Disseminated intravascular coagulation is the most frequent coagulation disorder in patients with prostate cancer.10, It may occur as a result of the introduction of thromboplastic substances into the blood stream after a biopsy of either the primary tumor or a metastatic site, or it may develop as a manifestation of advanced disease., However, DIC as a first manifestation of prostate cancer is unusual.–,
Optimal management of DIC associated with prostate cancer requires treatment of the tumor in combination with supportive measures to control the abnormal coagulation. Hormonal treatment with an LHRH agonist in conjunction with a previous short course of an antiandrogen to avoid a “flare” reaction is the treatment of choice in patients who are likely to be hormone sensitive. The use of high-dose ketoconazole (200 to 400 mg t.i.d.) has been described as an effective way to bring about a rapid decrease in serum testosterone level through inhibition of adrenal production of testosterone, and is indicated in patients with life-threatening DIC because of severe uncontrolled bleeding. Chemotherapy is reserved for patients who do not respond to hormone manipulations, and resolution of DIC has been reported following treatment with various cytotoxic combinations.– Some radiopharmaceuticals have successfully reverted cases of coagulopathy in patients with an androgen-independent prostate cancer, although their role remains controversial., Once treatment has been directed at the primary illness, therapy can be directed to the DIC itself. The severity of bleeding, the platelet count, and the levels of coagulation factors will determine the need to replace blood components. The use of heparin is still debated in the management of DIC. Two nonrandomized studies showed benefit and no increase in bleeding in patients with DIC., Fresh-frozen plasma and cryoprecipitate can be recommended when faced with life-threatening episodes of bleeding.
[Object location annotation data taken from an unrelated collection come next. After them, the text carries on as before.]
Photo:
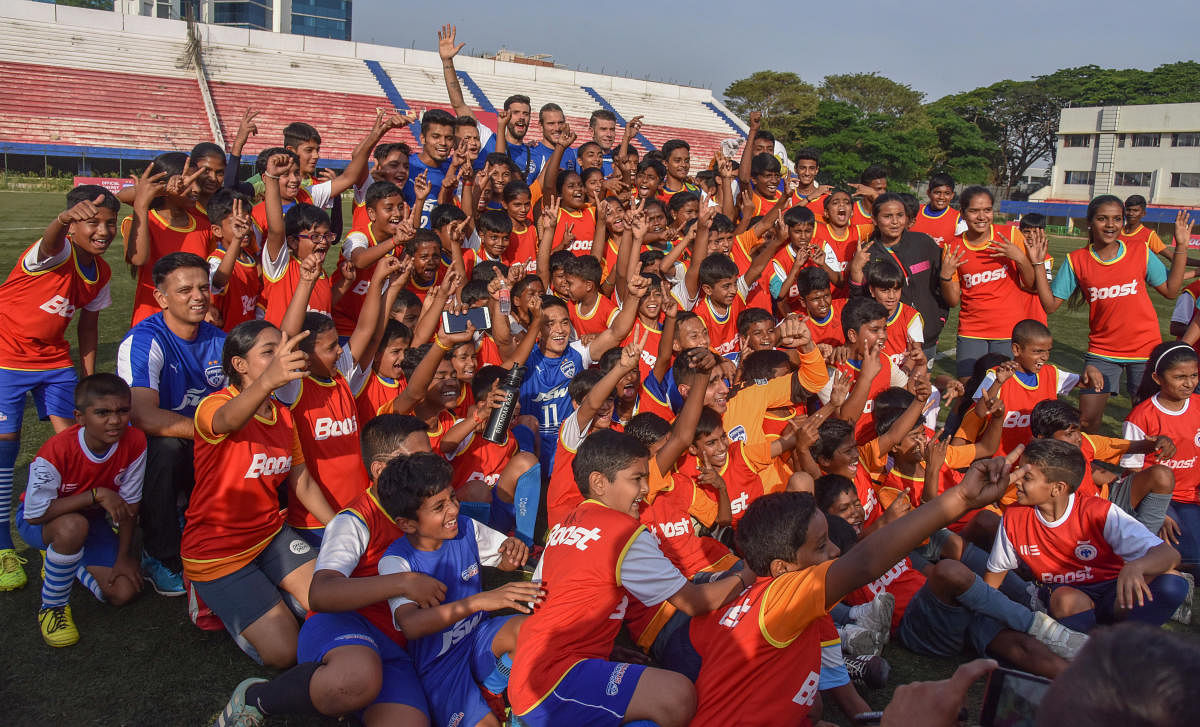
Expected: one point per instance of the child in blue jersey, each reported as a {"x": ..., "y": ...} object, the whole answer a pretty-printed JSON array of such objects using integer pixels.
[
  {"x": 456, "y": 646},
  {"x": 556, "y": 359}
]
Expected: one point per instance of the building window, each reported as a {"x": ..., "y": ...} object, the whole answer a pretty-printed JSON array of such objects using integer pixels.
[
  {"x": 1080, "y": 178},
  {"x": 1132, "y": 179},
  {"x": 1186, "y": 179}
]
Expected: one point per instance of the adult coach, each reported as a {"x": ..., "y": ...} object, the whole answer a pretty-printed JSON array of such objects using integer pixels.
[{"x": 171, "y": 360}]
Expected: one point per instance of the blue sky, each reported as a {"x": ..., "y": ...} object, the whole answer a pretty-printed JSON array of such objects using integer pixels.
[{"x": 935, "y": 47}]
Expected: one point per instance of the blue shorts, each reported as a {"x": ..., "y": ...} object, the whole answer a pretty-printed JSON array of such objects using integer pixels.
[
  {"x": 933, "y": 628},
  {"x": 100, "y": 548},
  {"x": 451, "y": 682},
  {"x": 1113, "y": 370},
  {"x": 53, "y": 395},
  {"x": 323, "y": 632},
  {"x": 594, "y": 692}
]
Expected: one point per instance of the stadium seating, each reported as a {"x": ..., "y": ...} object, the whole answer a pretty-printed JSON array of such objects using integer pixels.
[{"x": 124, "y": 85}]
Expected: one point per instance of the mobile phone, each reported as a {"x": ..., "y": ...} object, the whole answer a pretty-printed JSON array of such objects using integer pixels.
[
  {"x": 456, "y": 323},
  {"x": 1012, "y": 698}
]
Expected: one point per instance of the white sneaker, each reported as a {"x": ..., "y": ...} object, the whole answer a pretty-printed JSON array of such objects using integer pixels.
[
  {"x": 857, "y": 641},
  {"x": 876, "y": 618},
  {"x": 1059, "y": 638}
]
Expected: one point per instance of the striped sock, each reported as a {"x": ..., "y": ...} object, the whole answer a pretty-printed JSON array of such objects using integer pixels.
[
  {"x": 9, "y": 451},
  {"x": 59, "y": 577},
  {"x": 89, "y": 582}
]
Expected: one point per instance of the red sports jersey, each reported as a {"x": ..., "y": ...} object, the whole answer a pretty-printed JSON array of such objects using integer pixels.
[
  {"x": 1071, "y": 551},
  {"x": 583, "y": 229},
  {"x": 522, "y": 247},
  {"x": 585, "y": 601},
  {"x": 375, "y": 394},
  {"x": 1122, "y": 322},
  {"x": 899, "y": 326},
  {"x": 239, "y": 299},
  {"x": 937, "y": 226},
  {"x": 828, "y": 330},
  {"x": 277, "y": 293},
  {"x": 37, "y": 305},
  {"x": 594, "y": 320},
  {"x": 993, "y": 300},
  {"x": 769, "y": 631},
  {"x": 383, "y": 532},
  {"x": 903, "y": 581},
  {"x": 165, "y": 240},
  {"x": 234, "y": 510},
  {"x": 327, "y": 422},
  {"x": 1151, "y": 419},
  {"x": 481, "y": 460}
]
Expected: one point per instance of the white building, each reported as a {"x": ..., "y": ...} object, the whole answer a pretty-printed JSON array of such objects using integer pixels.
[{"x": 1152, "y": 150}]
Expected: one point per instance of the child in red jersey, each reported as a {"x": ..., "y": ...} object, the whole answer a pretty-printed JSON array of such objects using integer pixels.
[
  {"x": 234, "y": 277},
  {"x": 1145, "y": 494},
  {"x": 784, "y": 539},
  {"x": 77, "y": 476},
  {"x": 365, "y": 246},
  {"x": 1099, "y": 563},
  {"x": 905, "y": 326},
  {"x": 238, "y": 552},
  {"x": 1110, "y": 276},
  {"x": 937, "y": 218},
  {"x": 1024, "y": 382},
  {"x": 60, "y": 274},
  {"x": 351, "y": 654},
  {"x": 597, "y": 559},
  {"x": 163, "y": 221},
  {"x": 1170, "y": 407}
]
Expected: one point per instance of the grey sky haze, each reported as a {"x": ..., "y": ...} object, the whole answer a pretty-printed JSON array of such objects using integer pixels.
[{"x": 937, "y": 48}]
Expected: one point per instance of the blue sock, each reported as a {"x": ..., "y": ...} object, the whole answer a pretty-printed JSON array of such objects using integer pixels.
[
  {"x": 89, "y": 582},
  {"x": 9, "y": 451},
  {"x": 1081, "y": 622},
  {"x": 498, "y": 680},
  {"x": 987, "y": 600},
  {"x": 526, "y": 499},
  {"x": 59, "y": 577}
]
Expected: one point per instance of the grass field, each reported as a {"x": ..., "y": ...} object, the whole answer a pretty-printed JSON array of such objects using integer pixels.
[{"x": 147, "y": 665}]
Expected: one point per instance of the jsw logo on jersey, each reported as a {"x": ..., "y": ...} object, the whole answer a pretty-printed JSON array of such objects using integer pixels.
[
  {"x": 1015, "y": 420},
  {"x": 1180, "y": 463},
  {"x": 459, "y": 631},
  {"x": 881, "y": 583},
  {"x": 262, "y": 466},
  {"x": 1119, "y": 290},
  {"x": 1081, "y": 576},
  {"x": 573, "y": 535},
  {"x": 987, "y": 276},
  {"x": 59, "y": 306},
  {"x": 328, "y": 426}
]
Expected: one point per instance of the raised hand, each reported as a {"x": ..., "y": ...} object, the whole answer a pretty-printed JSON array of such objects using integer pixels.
[{"x": 447, "y": 46}]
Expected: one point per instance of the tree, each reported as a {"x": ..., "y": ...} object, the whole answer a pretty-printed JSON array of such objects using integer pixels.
[
  {"x": 784, "y": 98},
  {"x": 871, "y": 94}
]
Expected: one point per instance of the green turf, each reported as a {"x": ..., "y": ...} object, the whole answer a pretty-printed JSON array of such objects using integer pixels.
[{"x": 145, "y": 664}]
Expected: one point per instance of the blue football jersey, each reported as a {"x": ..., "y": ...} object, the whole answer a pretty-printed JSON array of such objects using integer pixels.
[{"x": 183, "y": 372}]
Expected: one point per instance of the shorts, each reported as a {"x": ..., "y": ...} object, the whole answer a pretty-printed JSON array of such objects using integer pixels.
[
  {"x": 593, "y": 692},
  {"x": 451, "y": 682},
  {"x": 969, "y": 350},
  {"x": 323, "y": 632},
  {"x": 1113, "y": 370},
  {"x": 243, "y": 596},
  {"x": 100, "y": 548},
  {"x": 53, "y": 395},
  {"x": 933, "y": 628}
]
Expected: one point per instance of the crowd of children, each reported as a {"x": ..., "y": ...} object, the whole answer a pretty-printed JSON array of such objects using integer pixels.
[{"x": 691, "y": 414}]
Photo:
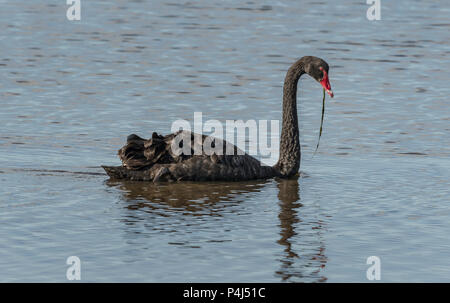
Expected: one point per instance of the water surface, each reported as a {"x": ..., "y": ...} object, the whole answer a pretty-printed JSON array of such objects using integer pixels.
[{"x": 72, "y": 91}]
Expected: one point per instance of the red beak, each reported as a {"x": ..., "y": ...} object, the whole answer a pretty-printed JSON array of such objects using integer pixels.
[{"x": 326, "y": 83}]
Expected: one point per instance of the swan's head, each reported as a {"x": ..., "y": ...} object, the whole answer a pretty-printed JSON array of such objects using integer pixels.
[{"x": 318, "y": 69}]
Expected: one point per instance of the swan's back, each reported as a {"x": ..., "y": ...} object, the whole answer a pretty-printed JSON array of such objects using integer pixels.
[{"x": 155, "y": 159}]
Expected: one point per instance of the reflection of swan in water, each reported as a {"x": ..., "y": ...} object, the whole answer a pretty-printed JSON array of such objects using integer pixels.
[
  {"x": 303, "y": 251},
  {"x": 195, "y": 198},
  {"x": 290, "y": 206}
]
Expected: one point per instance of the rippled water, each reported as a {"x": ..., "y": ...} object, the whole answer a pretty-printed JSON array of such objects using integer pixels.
[{"x": 72, "y": 91}]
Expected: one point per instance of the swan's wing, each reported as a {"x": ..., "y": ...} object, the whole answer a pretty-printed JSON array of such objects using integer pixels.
[{"x": 139, "y": 153}]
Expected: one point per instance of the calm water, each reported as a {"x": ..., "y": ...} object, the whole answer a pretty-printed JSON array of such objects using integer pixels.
[{"x": 71, "y": 92}]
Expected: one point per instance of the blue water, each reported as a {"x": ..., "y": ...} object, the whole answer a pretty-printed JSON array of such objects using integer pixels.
[{"x": 71, "y": 92}]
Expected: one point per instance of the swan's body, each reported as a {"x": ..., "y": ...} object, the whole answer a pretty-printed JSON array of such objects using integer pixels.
[{"x": 155, "y": 160}]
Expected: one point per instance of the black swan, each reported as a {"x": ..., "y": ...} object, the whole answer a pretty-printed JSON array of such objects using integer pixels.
[{"x": 154, "y": 159}]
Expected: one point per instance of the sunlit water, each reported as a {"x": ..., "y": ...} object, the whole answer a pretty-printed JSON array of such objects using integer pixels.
[{"x": 71, "y": 92}]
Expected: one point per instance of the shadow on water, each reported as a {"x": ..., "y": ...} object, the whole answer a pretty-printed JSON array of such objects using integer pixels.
[
  {"x": 293, "y": 262},
  {"x": 216, "y": 199}
]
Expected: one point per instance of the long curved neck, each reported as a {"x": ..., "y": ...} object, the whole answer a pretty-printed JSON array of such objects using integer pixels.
[{"x": 289, "y": 161}]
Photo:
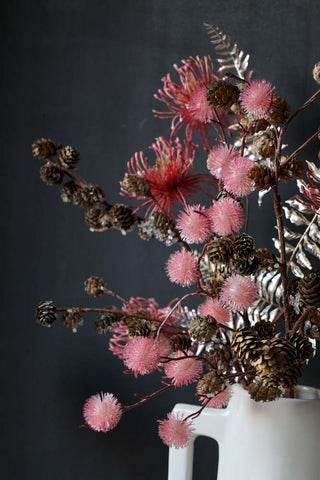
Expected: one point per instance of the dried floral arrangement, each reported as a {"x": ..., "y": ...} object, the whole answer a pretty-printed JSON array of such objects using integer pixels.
[{"x": 258, "y": 317}]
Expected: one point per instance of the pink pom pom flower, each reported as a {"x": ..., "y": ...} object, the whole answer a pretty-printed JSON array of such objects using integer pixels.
[
  {"x": 226, "y": 216},
  {"x": 235, "y": 177},
  {"x": 194, "y": 224},
  {"x": 219, "y": 158},
  {"x": 182, "y": 268},
  {"x": 102, "y": 412},
  {"x": 184, "y": 370},
  {"x": 174, "y": 431},
  {"x": 141, "y": 355},
  {"x": 238, "y": 292},
  {"x": 256, "y": 98}
]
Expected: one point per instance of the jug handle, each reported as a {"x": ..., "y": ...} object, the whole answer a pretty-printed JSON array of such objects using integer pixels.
[{"x": 211, "y": 423}]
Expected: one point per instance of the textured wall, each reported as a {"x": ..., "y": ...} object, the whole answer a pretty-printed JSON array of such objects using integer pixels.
[{"x": 84, "y": 73}]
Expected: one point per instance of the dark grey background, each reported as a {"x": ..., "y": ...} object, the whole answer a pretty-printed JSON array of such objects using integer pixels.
[{"x": 84, "y": 73}]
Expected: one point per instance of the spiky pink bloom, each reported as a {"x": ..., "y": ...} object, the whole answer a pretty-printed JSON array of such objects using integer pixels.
[
  {"x": 256, "y": 98},
  {"x": 238, "y": 292},
  {"x": 219, "y": 158},
  {"x": 182, "y": 268},
  {"x": 194, "y": 224},
  {"x": 183, "y": 371},
  {"x": 141, "y": 355},
  {"x": 102, "y": 412},
  {"x": 174, "y": 431},
  {"x": 213, "y": 307},
  {"x": 226, "y": 216},
  {"x": 235, "y": 177}
]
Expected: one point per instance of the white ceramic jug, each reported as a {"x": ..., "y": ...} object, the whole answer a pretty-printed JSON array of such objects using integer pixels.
[{"x": 279, "y": 440}]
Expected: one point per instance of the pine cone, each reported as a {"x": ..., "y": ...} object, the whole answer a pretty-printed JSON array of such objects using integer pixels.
[
  {"x": 46, "y": 313},
  {"x": 291, "y": 170},
  {"x": 309, "y": 287},
  {"x": 73, "y": 318},
  {"x": 220, "y": 249},
  {"x": 68, "y": 157},
  {"x": 105, "y": 322},
  {"x": 51, "y": 174},
  {"x": 262, "y": 176},
  {"x": 222, "y": 94},
  {"x": 202, "y": 329},
  {"x": 135, "y": 185},
  {"x": 44, "y": 148},
  {"x": 95, "y": 286}
]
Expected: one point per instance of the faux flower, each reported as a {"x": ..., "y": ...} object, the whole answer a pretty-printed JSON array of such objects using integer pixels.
[
  {"x": 182, "y": 268},
  {"x": 174, "y": 431},
  {"x": 102, "y": 412}
]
Other coagulopathies less frequently associated with prostate cancer include TTP, thrombosis (i.e., venous thrombosis or pulmonary embolism), primary fibrinolysis, and acquired factor VIII inhibitor development. The differential diagnosis between these entities is based on platelet count, coagulation parameters, and clinical findings. Primary fibrinolysis is characterized by the absence of elevated d-dimers and normal platelet and antithrombin III levels. Clinical findings such as fever, renal failure, and neurological abnormalities along with thrombocytopenia, microangiopathic anemia, and normal coagulation times, will define TTP.
In summary, we present a case that illustrates the importance of an appropriate differential diagnosis when trying to determine the process underlying DIC. The case illustrates how an erroneous interpretation of a diagnostic test may lead to a wrong diagnosis. The presence of DIC in the absence of an obvious cause should prompt a search for malignancy, including a complete physical exam with a rectal examination to detect prostate cancer. Special consideration should be given to those cases of DIC that present as severe bleeding episodes in whom a treatable disease such as prostate cancer could be easily diagnosed and promptly treated.